E.R: Je crois que cela tient essentiellement de l'intrigue de cette histoire. Mais je pense surtout que Jérusalem a eu le même effet sur moi que sur les personnages. Personnellement, je vie à Tel Aviv, ville finalement matérialiste, et je partage pleinement la même trajectoire que celle du D.R.H en arrivant à Jérusalem. Lui qui vit dans cette ville, ne sait pas du tout rendu compte de l'ampleur de toute cette spiritualité qu'il s'y dégageait. Jérusalem possède cette force mystique. J'ai envie de dire qu'on a l'impression qu'il s'agit d'une ville "aimant", que ce soit pour les chrétiens, les juifs, les musulmans. En tout cas, oui le personnage principal et moi avons fait le même cheminement.

L.B: Vous dîtes dans le dossier de presse, "nous avons tous une mission sur terre". Une fois réalisée, selon vous, à quoi servons-nous finalement?

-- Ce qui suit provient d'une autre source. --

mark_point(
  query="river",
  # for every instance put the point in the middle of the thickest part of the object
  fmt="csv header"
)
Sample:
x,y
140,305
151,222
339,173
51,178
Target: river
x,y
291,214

E.R: Nous avons plusieurs missions sur terre. Je crois que lorsque l'on a vraiment "terminé" d'accomplir sa ou ses missions, on est mort quelque part. Aussi, je pense que la mission la plus fondamentale reste celle à faire le bien pour les autres. Une mission a pour particularité d'avoir une continuité avec d'autres: elles ne se "terminent" jamais. Il faut les poursuivre en permanence. Maintenant, si l'on a la forte impression d'avoir accompli Sa mission, si on La vraiment achevé, alors dans ce cas, je crois que l'on est un peu mort au fond de soi.

L.B: Il y a un peu de rédemption tout de même…

E.R: L'exemple du D.R.H est fondamental: c'est un type, la quarantaine consommée, qui n'a vraiment jamais accompli de mission d'aucune sorte, jusqu'à présent. Cette mission qu'il a entrepris et réalisé en Roumanie sera comme le facteur déclencheur de la (nouvelle) vie qu'il attend à Jérusalem entouré de sa fille, de sa femme et de ses employés. Ce voyage sera en fait une sorte de renaissance. D'un point de vue spirituel, comme d'un point de vue pratique, ce film est une histoire assez classique d'une certaine forme de rédemption. C'est une rédemption tardive certes pour le D.R.H puisque c'est plutôt la vie qui a choisit de le mettre sur cette voie là.

L.B: Votre film est une belle parabole sur la Mort. Justement, un tel périple permet-il de redécouvrir la vie d'un homme?

E.R: Je pense que c'est profondément inscrit dans la tradition juive, puisque l'on est censé faire le deuil pendant sept jours (la Shiva); on est censé parler du mort et en même temps on s'aperçoit que l'on parle de soi. Ce que vous dîtes est fort vrai, on se redécouvre soi même. Alors maintenant il est vrai que la défunte Yulia n'est pas juive, mais finalement c'est un peu comme si elle accomplissait cette shiva. Ainsi, le personnage du D.R.H redecouvre, en effet, d'un œil nouveau, sa fille à travers le fils de la défunte et à travers le mari de cette femme, il redécouvre sa propre épouse. Yulia, bien qu'elle soit morte, c'est elle qui fait avancer le film.